Embora a temática da presente reflexão envolva o interesse público, lembro que não será abordada a recorrente arbitrariedade do senador Requião que arrancou o gravador de um repórter em protesto à pergunta se continuaria recebendo salário de ex-governador diante de eventual crise financeira do seu estado (Paraná). Talvez aludido senador não tenha consigo muito clara a diferença entre interesse do público e interesse público. Daí a recusa. Contudo, é oportuno lembrar que fazer “justiça” com as próprias mãos, ameaça etc, são crimes previstos no Código Penal e que não são acobertados pela imunidade parlamentar. Enfim, vamos ao que interessa.
Para refletir sobre a atitude da Assembléia Legislativa de Mato Grosso do Sul em socorrer-se ao Poder Judiciário (Tribunal de Justiça-MS) para não fornecer ao Ministério Público estadual o seu histórico financeiro (movimentação financeira) em face das graves denúncias feitas pele ex-deputado Ary Rigo (objeto do inquérito policial resultante da operação Uragano, levada a efeito pela Polícia Federal, cujo teor todos sabem), faz-se necessário recordar a diferença existente entre interesse público e interesse do público.
Vamos a alguns exemplos para fazer tal distinção. Quanto fatura o cantor Luan Santana, quanto custou o seu jatinho e se tem namorada ou não, embora seja de interesse do público, não é de interesse público. Logo, aludido astro não está obrigado a responder qualquer indagação a esse respeito, salvo em relação ao “Leão” (imposto de renda).
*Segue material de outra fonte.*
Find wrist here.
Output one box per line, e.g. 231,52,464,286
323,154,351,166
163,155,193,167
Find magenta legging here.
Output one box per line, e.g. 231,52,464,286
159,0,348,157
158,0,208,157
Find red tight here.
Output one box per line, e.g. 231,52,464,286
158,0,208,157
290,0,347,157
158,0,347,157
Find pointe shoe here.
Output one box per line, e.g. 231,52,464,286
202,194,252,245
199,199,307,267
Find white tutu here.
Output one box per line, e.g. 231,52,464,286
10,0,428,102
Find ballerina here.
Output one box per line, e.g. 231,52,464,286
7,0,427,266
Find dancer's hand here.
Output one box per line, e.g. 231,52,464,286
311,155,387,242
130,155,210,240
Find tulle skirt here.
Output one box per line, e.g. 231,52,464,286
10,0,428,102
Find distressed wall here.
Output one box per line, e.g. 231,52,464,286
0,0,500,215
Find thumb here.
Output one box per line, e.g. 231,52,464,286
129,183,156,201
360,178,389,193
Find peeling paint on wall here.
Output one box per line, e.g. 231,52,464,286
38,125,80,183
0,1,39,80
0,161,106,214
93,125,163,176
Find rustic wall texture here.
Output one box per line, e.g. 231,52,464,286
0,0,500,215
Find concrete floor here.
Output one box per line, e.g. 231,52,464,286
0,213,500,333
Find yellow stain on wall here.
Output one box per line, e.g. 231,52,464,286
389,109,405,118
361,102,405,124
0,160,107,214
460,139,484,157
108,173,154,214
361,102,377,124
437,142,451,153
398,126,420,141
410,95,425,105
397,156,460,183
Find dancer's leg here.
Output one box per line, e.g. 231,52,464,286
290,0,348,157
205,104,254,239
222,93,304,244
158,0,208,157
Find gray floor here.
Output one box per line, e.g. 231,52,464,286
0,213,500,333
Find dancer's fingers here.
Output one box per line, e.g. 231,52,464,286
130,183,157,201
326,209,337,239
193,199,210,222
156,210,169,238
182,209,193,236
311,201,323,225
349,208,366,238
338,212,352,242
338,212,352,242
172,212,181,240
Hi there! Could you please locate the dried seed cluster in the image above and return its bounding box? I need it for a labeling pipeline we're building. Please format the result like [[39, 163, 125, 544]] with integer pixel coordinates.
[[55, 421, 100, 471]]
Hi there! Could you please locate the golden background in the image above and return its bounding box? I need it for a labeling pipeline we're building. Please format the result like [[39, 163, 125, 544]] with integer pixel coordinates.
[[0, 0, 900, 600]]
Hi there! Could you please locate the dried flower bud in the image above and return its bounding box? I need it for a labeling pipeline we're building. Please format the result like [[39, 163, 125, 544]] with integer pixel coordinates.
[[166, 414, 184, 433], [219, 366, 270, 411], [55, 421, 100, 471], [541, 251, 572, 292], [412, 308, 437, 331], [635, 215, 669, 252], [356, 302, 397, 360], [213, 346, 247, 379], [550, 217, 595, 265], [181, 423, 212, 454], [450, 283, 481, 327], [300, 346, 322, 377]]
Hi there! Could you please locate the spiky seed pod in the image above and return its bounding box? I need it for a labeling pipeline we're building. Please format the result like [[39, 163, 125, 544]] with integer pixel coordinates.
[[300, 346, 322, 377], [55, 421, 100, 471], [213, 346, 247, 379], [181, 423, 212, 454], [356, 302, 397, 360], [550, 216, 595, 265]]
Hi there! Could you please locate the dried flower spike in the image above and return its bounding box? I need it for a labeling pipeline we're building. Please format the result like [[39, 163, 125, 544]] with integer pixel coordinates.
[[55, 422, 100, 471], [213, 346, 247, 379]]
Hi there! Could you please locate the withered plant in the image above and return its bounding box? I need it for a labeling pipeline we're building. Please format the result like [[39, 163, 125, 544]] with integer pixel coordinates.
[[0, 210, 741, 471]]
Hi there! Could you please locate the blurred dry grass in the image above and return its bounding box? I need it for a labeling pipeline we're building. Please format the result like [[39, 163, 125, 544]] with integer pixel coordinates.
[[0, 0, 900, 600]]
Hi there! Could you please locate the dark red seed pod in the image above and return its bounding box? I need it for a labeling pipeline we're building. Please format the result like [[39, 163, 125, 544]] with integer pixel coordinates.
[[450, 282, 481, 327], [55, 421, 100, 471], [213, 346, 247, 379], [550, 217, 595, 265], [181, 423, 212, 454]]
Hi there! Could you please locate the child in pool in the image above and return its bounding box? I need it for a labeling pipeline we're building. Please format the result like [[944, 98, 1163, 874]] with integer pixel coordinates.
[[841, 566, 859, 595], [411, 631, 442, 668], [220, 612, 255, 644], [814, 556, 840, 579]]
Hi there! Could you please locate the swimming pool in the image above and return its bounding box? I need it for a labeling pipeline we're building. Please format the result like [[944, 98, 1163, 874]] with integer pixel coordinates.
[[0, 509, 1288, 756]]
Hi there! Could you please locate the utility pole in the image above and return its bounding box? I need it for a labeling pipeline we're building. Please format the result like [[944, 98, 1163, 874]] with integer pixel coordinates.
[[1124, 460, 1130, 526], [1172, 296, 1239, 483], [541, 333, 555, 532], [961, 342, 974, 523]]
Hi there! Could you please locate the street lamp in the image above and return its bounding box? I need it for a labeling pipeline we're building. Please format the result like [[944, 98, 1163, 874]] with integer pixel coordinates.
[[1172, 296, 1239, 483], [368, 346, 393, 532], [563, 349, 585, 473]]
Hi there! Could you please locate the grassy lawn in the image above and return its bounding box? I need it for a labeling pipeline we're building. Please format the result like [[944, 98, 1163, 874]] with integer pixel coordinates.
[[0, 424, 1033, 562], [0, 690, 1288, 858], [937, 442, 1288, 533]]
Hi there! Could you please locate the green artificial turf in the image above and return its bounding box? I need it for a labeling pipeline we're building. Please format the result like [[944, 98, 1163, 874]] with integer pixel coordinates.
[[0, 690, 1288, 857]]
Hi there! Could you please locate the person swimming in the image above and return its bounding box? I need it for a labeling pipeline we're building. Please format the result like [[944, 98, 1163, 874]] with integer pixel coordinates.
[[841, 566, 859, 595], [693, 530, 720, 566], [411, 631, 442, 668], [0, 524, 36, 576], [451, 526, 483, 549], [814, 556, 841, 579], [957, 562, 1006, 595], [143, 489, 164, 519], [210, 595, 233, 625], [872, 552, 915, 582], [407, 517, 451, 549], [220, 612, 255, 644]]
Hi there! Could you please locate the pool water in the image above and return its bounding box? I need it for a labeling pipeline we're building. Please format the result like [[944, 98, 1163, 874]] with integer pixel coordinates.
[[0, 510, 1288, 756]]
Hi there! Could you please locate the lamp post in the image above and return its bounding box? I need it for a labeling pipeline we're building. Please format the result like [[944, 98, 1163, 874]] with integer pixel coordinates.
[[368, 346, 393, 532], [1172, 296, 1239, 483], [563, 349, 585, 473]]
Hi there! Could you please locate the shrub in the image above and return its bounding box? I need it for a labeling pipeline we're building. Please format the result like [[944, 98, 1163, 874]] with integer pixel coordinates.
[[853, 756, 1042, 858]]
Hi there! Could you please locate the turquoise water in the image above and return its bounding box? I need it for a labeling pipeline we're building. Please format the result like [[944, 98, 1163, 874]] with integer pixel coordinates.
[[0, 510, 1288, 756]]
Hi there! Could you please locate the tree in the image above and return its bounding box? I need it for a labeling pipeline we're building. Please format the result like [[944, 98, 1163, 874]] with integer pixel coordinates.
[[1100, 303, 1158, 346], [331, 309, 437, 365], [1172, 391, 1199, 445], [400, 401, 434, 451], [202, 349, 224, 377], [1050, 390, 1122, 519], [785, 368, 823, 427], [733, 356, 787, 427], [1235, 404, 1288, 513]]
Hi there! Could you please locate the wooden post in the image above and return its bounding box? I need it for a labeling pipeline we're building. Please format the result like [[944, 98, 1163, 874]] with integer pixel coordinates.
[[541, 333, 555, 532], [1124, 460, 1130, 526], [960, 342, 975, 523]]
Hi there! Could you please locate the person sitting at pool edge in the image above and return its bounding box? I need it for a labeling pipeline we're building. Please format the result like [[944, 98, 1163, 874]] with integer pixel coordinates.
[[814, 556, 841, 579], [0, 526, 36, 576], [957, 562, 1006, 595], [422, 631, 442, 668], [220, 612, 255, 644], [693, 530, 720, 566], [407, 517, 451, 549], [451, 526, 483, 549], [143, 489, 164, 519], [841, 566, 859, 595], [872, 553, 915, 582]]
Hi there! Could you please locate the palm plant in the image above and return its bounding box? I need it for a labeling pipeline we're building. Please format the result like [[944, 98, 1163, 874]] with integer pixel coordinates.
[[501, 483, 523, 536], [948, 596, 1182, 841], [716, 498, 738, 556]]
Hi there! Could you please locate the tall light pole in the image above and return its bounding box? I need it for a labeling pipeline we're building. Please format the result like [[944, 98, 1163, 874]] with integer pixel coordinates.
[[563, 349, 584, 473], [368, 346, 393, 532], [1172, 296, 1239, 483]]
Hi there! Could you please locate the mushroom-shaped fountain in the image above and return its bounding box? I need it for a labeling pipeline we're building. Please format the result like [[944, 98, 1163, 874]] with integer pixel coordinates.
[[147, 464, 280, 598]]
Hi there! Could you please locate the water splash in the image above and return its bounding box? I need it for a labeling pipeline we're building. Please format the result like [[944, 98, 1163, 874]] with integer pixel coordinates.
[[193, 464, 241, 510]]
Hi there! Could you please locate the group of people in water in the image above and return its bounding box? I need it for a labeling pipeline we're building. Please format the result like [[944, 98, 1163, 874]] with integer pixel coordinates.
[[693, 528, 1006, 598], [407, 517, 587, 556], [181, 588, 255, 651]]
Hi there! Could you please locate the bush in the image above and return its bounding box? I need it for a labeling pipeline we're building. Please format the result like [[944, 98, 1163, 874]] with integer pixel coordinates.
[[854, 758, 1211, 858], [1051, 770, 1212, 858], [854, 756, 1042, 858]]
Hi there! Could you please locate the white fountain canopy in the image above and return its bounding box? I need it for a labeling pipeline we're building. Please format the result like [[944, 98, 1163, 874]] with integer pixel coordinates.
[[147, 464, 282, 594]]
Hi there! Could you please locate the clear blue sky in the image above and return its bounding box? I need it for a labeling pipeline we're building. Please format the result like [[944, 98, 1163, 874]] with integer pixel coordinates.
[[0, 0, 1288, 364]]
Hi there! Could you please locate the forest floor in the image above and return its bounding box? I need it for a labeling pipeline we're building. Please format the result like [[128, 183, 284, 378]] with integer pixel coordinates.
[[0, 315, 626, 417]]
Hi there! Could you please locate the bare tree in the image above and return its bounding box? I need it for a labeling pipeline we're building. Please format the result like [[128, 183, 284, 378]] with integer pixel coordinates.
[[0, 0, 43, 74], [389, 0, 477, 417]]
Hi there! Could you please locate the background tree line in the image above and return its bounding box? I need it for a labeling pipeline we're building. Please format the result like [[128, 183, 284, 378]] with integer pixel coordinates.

No entanto, o quadro é diametralmente oposto em relação ao administrador público, pois este, como o próprio nome reflete, administra a coisa pública, o interesse público, da sociedade como um todo, abstratamente falando. Logo, sua administração, sua receita, suas contas devem ser as mais transparentes possíveis. Como se afirma popularmente, deve ser um “livro aberto”.
A Constituição Federal em seu art. 37 estabelece, de forma explícita, que “A administração pública direta e indireta de qualquer dos Poderes da União, dos Estados, do Distrito Federal e dos Municípios obedecerá aos princípios de legalidade, impessoalidade, moralidade, publicidade e eficiência…”.
Ensina-nos José Eduardo Martins Cardoso (atual ministro da justiça) que “entende-se princípio da publicidade, assim, aquele que exige, nas formas admitidas em Direito, e dentro dos limites constitucionalmente estabelecidos, a obrigatória divulgação dos atos da Administração Pública, com o objetivo de permitir seu conhecimento e controle pelos órgãos estatais competentes e por toda a sociedade”.
Como se observa, a obrigatoriedade da publicidade dos atos da administração pública não é uma mera faculdade do administrador público, mas sim uma obrigação constitucional.
Ora, se todo poder emana do povo, que o exerce por meio de representantes eleitos ou indiretamente, nos termos da Constituição Federal, conforme prescrito em seu art. 1º, parágrafo único, o acesso às contas de qualquer órgão público não pode ser proibido, sobretudo aos órgãos que têm entre suas funções (obrigações) a fiscalização dos atos do poder público, como é o caso do Ministério Público, seja ele estadual ou federal. Principalmente no que diz respeito à sua legalidade e transparência, justamente por se tratar de atos que se referem ao interesse publico.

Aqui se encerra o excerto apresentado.